The bad news in the nation's housing sector continued in July. The month's housing starts actually inched higher to a 546,000 annual rate -- but it was an increase on June's figure only because of a large downward revision, to 537,000, in the previous month's housing start total.
A Bloomberg survey had expected July housing starts to rise higher to a 565,000 annual rate, from a revised 537,000 in June, which is down from the previously released 549,000 total. A year ago, in July 2009, starts totaled a 587,000 annual rate.
Equally significant, single-family home starts fell 4.2% in July to a 432,000 annual rate -- its lowest level since May 2009.
Starts Down Despite Home Buyer Assistance
What's more, housing starts are now down 7% on a year-over-year basis -- this after two phases of the home buyer tax-credit program. Starts are also down about 75% from the 2006 peak registered during the housing boom.
In July, housing starts fell in two of four regions. They rose 6.2% in the Northeast, climbed 8.8% in the Midwest, fell 5.8% in the South and plummeted 14.7% in the West.
Further, building permits -- considered a leading indicator of residential construction -- also fell 3.1% in July to 565,000, including a 1.2% reduction in single-family home building permits to 416,000.

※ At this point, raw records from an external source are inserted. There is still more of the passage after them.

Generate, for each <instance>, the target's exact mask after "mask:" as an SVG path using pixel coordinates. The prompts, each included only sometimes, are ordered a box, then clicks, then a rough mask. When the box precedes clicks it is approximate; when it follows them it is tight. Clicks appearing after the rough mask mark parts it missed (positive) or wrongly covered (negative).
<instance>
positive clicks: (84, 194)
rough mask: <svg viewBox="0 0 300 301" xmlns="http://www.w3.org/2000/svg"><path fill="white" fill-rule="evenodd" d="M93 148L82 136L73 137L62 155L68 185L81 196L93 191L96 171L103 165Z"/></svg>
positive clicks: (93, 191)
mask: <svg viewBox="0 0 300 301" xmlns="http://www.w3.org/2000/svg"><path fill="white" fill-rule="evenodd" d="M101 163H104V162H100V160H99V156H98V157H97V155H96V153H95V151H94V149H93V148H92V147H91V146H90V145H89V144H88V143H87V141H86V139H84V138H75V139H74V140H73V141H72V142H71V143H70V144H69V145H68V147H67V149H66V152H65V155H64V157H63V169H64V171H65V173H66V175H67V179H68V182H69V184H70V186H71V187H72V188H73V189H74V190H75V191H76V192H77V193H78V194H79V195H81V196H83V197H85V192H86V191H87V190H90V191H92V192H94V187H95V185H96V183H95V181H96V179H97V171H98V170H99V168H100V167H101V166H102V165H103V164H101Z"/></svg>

Economists follow the housing starts statistic because of the large role residential real estate has played historically in the U.S. economy. Housing affects commerce in companion sectors, such as furniture, appliances, insurance and landscaping, among others. Hence, a sustained increase in housing starts usually puts upward pressure on GDP.
July's disappointing housing starts report will likely intensify concern that the housing sector is not generating enough organic demand to power the sector's recovery. Decreased home purchases due to the 2007-to-2009 recession, combined with a rise in foreclosures, have led to a large inventory of unsold new and existing homes and discouraged builders from constructing new residences.